# Humidity Solarventi



## Margarida Mac (May 11, 2013)

I am considering installing a Solarventi system to combat humidity and ventilation issues when my house in the Algarve is empty. Anyone using the system able to comment on it's effectiveness?


----------



## MrBife (Jul 26, 2009)

Excellent product, if a bit expensive. It will certainly go a long way towards removing the effects but if you have major damp issues it won't remove the cause.

Have direct experience of it in several locations and it definitely works

If you were interested. you could save big money by building one yourself


----------



## canoeman (Mar 3, 2011)

Think that could well be next project family visiting shortly will solve can issue


----------



## SheilaT (May 27, 2019)

*Solarventi*



Margarida Mac said:


> I am considering installing a Solarventi system to combat humidity and ventilation issues when my house in the Algarve is empty. Anyone using the system able to comment on it's effectiveness?
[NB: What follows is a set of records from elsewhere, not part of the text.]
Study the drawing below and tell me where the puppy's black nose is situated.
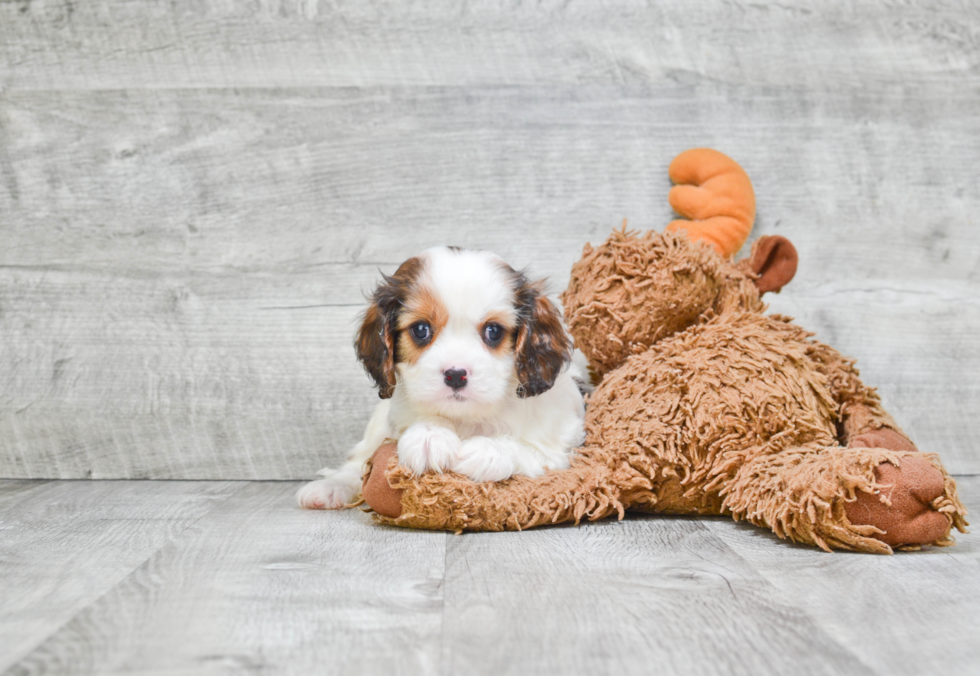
[442,369,466,391]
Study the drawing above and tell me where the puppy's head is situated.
[356,247,571,417]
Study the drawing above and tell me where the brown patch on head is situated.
[508,268,572,398]
[354,257,424,399]
[397,286,449,364]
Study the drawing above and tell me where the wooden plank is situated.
[0,0,978,91]
[704,476,980,676]
[443,516,871,674]
[0,85,980,286]
[0,85,980,478]
[0,481,241,673]
[0,298,377,479]
[2,483,447,674]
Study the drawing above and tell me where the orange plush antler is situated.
[667,148,755,258]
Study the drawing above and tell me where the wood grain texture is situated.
[1,482,447,674]
[0,476,980,676]
[0,0,980,90]
[0,482,239,672]
[443,516,871,675]
[0,0,980,479]
[705,476,980,676]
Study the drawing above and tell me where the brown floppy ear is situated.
[354,303,395,399]
[749,235,799,294]
[514,275,572,399]
[354,258,422,399]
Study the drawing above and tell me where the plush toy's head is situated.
[562,149,796,376]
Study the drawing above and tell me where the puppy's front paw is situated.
[453,437,520,483]
[398,423,461,475]
[296,479,357,509]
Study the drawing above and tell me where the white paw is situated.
[398,423,462,475]
[296,479,358,509]
[453,437,517,483]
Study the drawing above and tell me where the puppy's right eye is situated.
[408,322,432,345]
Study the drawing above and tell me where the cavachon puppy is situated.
[296,247,585,509]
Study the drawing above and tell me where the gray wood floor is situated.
[0,476,980,676]
[0,0,980,479]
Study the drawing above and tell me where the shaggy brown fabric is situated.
[358,214,967,553]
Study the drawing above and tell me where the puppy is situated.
[296,247,585,509]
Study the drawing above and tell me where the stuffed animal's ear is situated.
[749,235,799,294]
[514,275,572,399]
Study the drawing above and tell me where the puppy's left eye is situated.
[409,322,432,345]
[483,322,504,347]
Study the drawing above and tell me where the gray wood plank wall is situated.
[0,0,980,479]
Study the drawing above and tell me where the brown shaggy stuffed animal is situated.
[363,149,967,553]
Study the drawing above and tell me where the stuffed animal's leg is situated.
[722,446,967,553]
[363,444,650,532]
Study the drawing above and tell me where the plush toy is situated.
[363,149,967,553]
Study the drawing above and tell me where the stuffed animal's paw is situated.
[845,454,950,547]
[398,423,462,476]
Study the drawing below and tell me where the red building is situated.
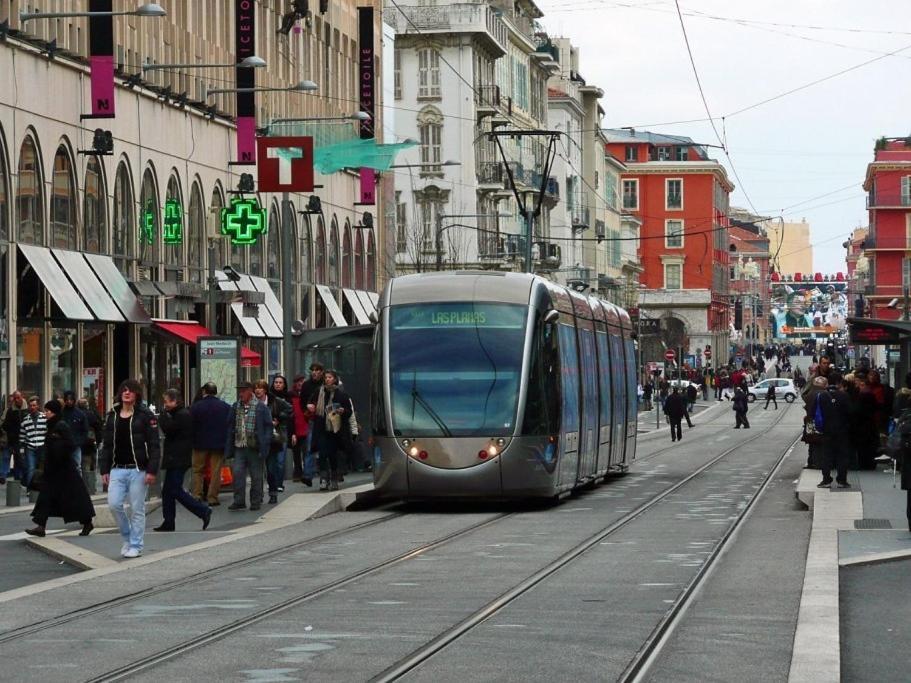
[604,129,734,366]
[864,138,911,320]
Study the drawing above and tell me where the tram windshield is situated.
[388,302,528,436]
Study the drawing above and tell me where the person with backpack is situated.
[814,372,851,489]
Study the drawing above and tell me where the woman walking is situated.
[25,400,95,536]
[155,389,220,531]
[310,370,354,491]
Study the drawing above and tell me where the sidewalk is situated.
[789,463,911,683]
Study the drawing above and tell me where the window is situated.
[418,107,443,175]
[395,192,408,254]
[393,49,402,100]
[418,47,440,98]
[51,145,78,249]
[623,180,639,209]
[664,263,683,289]
[664,178,683,211]
[82,157,107,254]
[16,136,44,244]
[664,220,683,249]
[111,161,136,279]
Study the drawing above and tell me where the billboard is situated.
[771,281,848,339]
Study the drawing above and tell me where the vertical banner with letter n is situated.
[89,0,114,119]
[234,0,256,165]
[357,7,376,205]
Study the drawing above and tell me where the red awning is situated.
[153,320,263,368]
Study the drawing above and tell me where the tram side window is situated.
[522,321,560,436]
[559,325,579,432]
[370,322,389,436]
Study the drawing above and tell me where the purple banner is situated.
[358,168,376,204]
[89,0,114,119]
[234,0,256,165]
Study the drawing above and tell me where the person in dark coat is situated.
[664,386,686,441]
[25,399,95,536]
[732,386,750,429]
[310,370,354,491]
[155,389,210,531]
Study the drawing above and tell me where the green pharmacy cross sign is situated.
[162,199,183,244]
[221,197,268,245]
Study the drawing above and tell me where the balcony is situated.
[867,192,911,209]
[383,3,509,58]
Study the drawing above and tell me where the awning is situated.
[52,249,124,323]
[19,244,95,320]
[83,254,152,324]
[152,320,263,368]
[316,285,348,327]
[342,289,370,325]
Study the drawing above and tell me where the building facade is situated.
[605,129,734,366]
[0,0,389,409]
[863,138,911,320]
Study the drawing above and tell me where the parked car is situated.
[747,377,797,403]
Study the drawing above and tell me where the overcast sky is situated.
[538,0,911,272]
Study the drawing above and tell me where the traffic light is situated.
[92,128,114,156]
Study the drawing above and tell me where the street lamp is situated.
[142,55,266,71]
[203,81,319,99]
[19,2,168,24]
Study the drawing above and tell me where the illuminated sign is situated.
[221,197,268,245]
[162,199,183,244]
[139,201,155,244]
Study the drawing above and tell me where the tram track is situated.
[370,410,797,683]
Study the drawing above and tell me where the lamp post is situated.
[19,2,168,24]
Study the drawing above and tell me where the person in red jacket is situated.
[291,375,316,486]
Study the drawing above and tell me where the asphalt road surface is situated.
[0,406,811,683]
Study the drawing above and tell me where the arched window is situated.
[342,220,352,289]
[364,230,376,292]
[418,105,443,175]
[139,168,161,272]
[186,181,208,282]
[82,156,106,254]
[16,135,44,244]
[326,216,339,287]
[353,230,364,289]
[313,216,326,285]
[51,145,79,249]
[111,161,137,278]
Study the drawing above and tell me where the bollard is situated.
[6,479,22,507]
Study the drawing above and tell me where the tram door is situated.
[558,324,580,486]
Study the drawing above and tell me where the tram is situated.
[371,271,637,500]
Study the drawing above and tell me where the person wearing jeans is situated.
[99,379,160,558]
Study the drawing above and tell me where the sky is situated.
[538,0,911,273]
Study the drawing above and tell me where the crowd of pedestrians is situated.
[0,363,359,558]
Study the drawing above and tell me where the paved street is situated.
[0,408,810,681]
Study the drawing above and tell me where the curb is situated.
[0,484,378,604]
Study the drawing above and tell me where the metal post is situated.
[525,209,535,273]
[438,213,443,272]
[281,192,296,377]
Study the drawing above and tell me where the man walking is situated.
[190,382,231,507]
[763,382,778,410]
[732,387,750,429]
[225,382,272,510]
[664,386,686,441]
[98,379,160,558]
[19,396,47,487]
[0,391,28,484]
[61,391,89,471]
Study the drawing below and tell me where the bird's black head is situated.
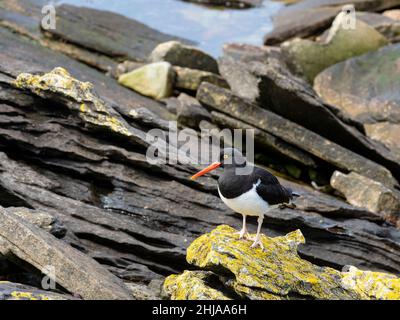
[219,148,247,168]
[191,148,251,180]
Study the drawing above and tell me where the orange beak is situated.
[190,162,222,180]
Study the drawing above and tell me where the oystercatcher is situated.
[191,148,299,249]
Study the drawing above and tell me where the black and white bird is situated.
[191,148,299,249]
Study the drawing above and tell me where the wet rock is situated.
[182,0,263,9]
[164,225,400,300]
[364,122,400,152]
[173,67,228,91]
[177,93,211,128]
[46,4,190,61]
[281,12,388,83]
[331,171,400,223]
[118,62,174,100]
[264,0,400,45]
[0,208,131,300]
[314,44,400,123]
[197,83,397,187]
[164,271,230,300]
[0,281,77,301]
[382,9,400,21]
[4,207,67,239]
[149,41,218,73]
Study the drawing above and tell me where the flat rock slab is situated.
[331,171,400,225]
[149,41,218,73]
[0,208,132,300]
[219,46,400,179]
[164,225,400,300]
[264,0,400,45]
[314,44,400,123]
[4,207,67,239]
[0,28,168,117]
[281,16,388,83]
[0,281,77,301]
[47,5,191,61]
[197,83,397,187]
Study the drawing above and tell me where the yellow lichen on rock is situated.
[162,225,400,300]
[187,226,359,299]
[342,267,400,300]
[164,271,229,300]
[0,281,68,300]
[14,67,132,137]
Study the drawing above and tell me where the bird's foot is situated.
[235,229,249,240]
[250,237,264,251]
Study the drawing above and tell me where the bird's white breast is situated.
[218,180,269,216]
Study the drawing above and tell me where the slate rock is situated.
[331,171,400,224]
[281,12,388,83]
[0,208,132,300]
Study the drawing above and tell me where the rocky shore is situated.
[0,0,400,300]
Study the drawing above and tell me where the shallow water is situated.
[57,0,283,57]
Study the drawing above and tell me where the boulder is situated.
[0,281,77,301]
[264,0,400,45]
[331,171,400,223]
[364,122,400,153]
[0,208,132,300]
[149,41,218,73]
[173,66,228,91]
[177,93,211,129]
[118,62,174,100]
[281,12,388,83]
[222,43,282,62]
[219,52,400,179]
[314,44,400,123]
[211,111,317,167]
[164,225,400,300]
[197,83,397,187]
[317,12,400,42]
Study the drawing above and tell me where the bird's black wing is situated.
[254,167,292,205]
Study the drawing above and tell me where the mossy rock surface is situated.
[164,225,400,300]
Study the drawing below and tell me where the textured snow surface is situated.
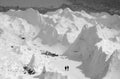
[0,8,120,79]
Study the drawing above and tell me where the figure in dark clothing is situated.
[65,66,69,71]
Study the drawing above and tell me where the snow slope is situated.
[0,8,120,79]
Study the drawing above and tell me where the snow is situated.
[0,8,120,79]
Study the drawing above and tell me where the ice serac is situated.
[41,8,93,44]
[64,23,109,79]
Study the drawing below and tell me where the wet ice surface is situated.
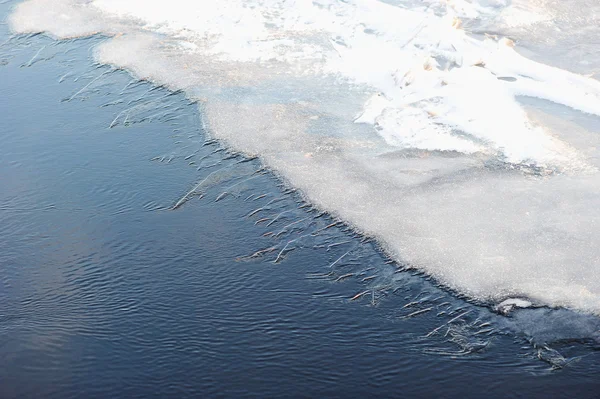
[11,0,600,313]
[0,1,600,398]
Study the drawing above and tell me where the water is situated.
[0,3,600,398]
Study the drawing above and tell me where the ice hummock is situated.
[11,0,600,313]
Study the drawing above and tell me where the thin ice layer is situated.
[7,0,600,312]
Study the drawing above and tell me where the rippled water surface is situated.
[0,2,600,398]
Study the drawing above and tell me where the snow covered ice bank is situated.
[11,0,600,313]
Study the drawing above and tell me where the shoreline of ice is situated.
[11,0,600,313]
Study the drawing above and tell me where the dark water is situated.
[0,3,600,398]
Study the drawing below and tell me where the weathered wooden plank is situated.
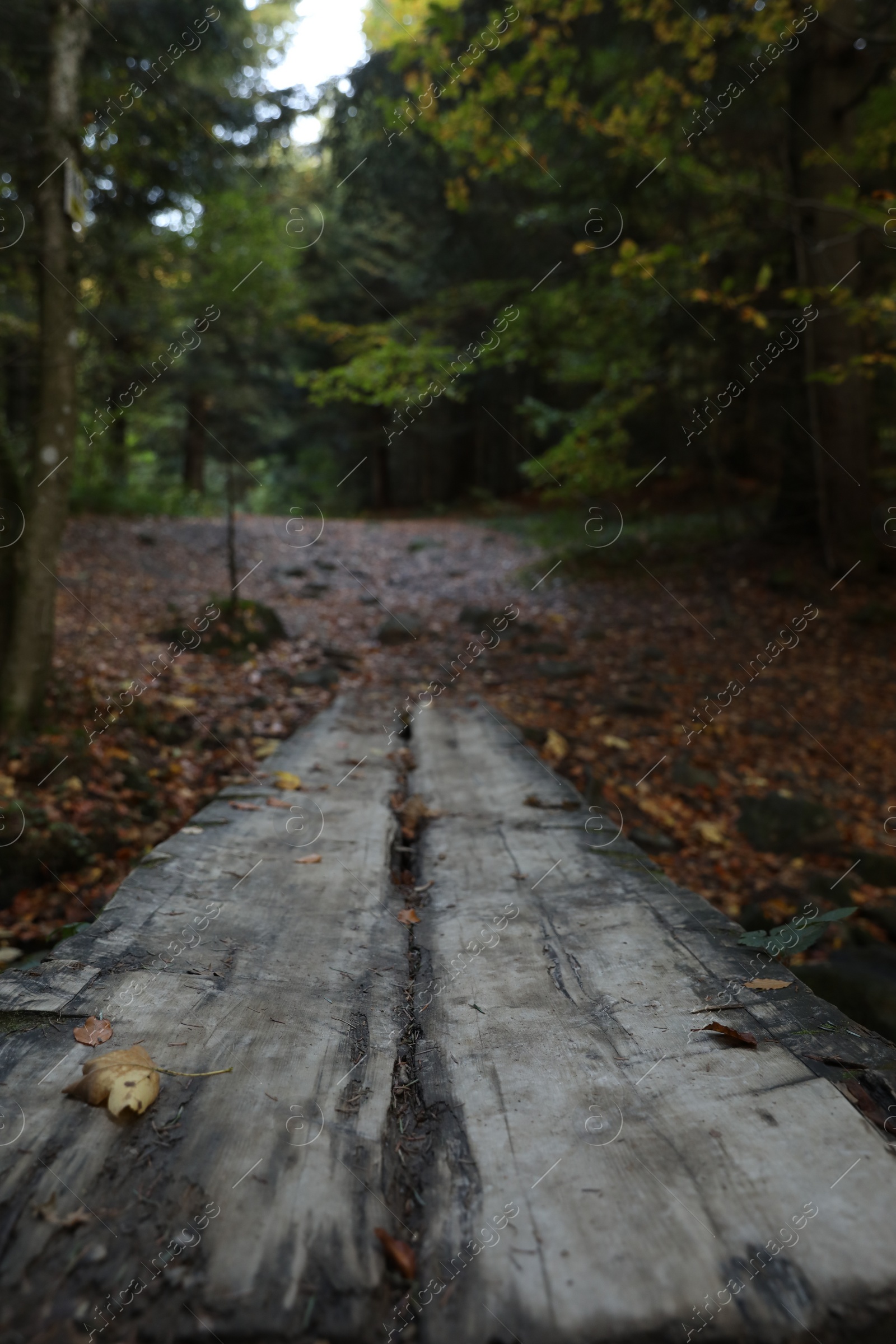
[0,707,407,1340]
[0,696,896,1344]
[414,707,896,1344]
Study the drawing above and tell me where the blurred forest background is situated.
[0,0,896,1035]
[0,0,896,596]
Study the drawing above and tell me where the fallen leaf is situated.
[696,1021,757,1049]
[392,793,441,840]
[374,1227,417,1280]
[694,821,728,844]
[834,1078,893,1133]
[805,1055,868,1068]
[73,1018,111,1046]
[542,729,570,765]
[62,1046,158,1116]
[34,1191,93,1229]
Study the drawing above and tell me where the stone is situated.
[521,640,567,653]
[629,827,681,853]
[457,605,509,631]
[671,757,718,789]
[850,850,896,887]
[535,661,594,682]
[293,664,338,688]
[376,612,423,644]
[735,793,839,853]
[792,944,896,1040]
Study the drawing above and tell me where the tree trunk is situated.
[0,0,88,730]
[184,389,211,494]
[787,0,890,570]
[371,444,392,510]
[106,414,128,492]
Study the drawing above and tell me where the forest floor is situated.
[0,516,896,969]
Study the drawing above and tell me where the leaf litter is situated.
[73,1018,111,1046]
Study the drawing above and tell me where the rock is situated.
[457,606,509,631]
[611,696,665,713]
[293,664,338,689]
[629,827,681,853]
[376,612,423,644]
[850,850,896,887]
[861,900,896,942]
[671,757,718,789]
[792,944,896,1040]
[849,602,896,625]
[736,793,839,853]
[535,662,594,682]
[521,640,567,653]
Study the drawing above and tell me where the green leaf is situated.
[738,906,858,957]
[738,928,768,948]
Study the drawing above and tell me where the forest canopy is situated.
[0,0,896,718]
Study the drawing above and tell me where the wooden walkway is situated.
[0,695,896,1344]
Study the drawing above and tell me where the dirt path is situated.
[0,516,896,1031]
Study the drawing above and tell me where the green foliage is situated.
[738,906,858,957]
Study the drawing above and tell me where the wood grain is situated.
[0,693,896,1344]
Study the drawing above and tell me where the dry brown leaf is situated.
[62,1046,158,1116]
[834,1078,893,1132]
[542,729,570,765]
[374,1227,417,1280]
[392,793,441,840]
[34,1191,93,1229]
[696,1021,757,1049]
[73,1018,111,1046]
[694,821,728,844]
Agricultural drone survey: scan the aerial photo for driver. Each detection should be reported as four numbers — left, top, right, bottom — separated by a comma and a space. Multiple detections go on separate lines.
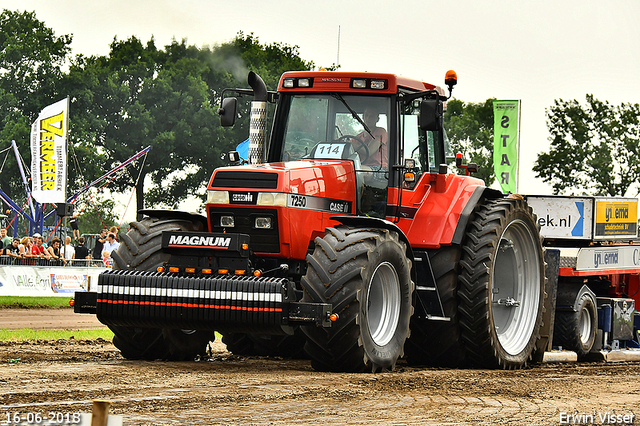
352, 107, 389, 169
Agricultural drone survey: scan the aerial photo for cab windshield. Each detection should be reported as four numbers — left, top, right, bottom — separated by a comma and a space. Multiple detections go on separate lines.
281, 93, 391, 217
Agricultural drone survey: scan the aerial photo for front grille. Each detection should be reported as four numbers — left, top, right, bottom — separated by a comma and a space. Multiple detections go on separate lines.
96, 270, 289, 330
211, 171, 278, 189
209, 208, 280, 253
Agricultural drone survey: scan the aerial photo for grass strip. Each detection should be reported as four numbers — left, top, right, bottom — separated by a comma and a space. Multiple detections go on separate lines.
0, 327, 113, 342
0, 296, 72, 309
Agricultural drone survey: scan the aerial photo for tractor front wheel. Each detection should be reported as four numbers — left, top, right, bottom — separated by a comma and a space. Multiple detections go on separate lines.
109, 218, 215, 361
302, 226, 414, 372
458, 198, 546, 369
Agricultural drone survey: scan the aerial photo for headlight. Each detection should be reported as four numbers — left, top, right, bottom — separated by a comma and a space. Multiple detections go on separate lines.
254, 217, 271, 229
207, 191, 229, 204
220, 216, 235, 228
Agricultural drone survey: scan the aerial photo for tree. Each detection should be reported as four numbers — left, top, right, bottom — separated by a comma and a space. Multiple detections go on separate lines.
533, 94, 640, 196
66, 33, 313, 218
444, 99, 495, 185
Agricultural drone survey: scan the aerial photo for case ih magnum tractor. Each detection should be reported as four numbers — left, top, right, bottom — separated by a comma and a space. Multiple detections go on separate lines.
76, 71, 549, 372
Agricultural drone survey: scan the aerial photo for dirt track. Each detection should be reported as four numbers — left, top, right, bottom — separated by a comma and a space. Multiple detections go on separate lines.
0, 311, 640, 425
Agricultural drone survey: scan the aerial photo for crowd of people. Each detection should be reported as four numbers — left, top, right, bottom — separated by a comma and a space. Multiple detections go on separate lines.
0, 226, 120, 266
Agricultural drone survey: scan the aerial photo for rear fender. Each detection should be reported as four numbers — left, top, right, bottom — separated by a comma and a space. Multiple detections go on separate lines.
331, 216, 418, 283
451, 186, 504, 244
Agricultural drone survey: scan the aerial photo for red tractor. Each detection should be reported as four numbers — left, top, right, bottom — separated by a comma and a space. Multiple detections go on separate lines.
76, 71, 550, 372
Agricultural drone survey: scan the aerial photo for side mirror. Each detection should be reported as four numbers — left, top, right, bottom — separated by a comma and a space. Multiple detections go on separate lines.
419, 99, 443, 131
218, 98, 238, 127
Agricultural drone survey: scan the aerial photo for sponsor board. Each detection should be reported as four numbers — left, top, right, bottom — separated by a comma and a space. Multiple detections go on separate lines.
0, 265, 107, 297
527, 196, 593, 240
576, 246, 640, 271
594, 198, 638, 239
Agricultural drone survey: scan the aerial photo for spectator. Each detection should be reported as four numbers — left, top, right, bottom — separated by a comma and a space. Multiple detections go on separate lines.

Did you install this product and if so which company did you use? I'm trying to find someone in the western Algarve to install before next winter.


----------



## MrBife (Jul 26, 2009)

ffsolar in Aljezur (ffsolar.com) are agents but there may be others if you just contact the manufacturers and ask who distributes/installs in your area.


----------



## okemoski2 (Feb 7, 2017)

I have just seen your post regarding the Solarventi system. Just to let you know we had our system installed last year and are very happy with it so far.


----------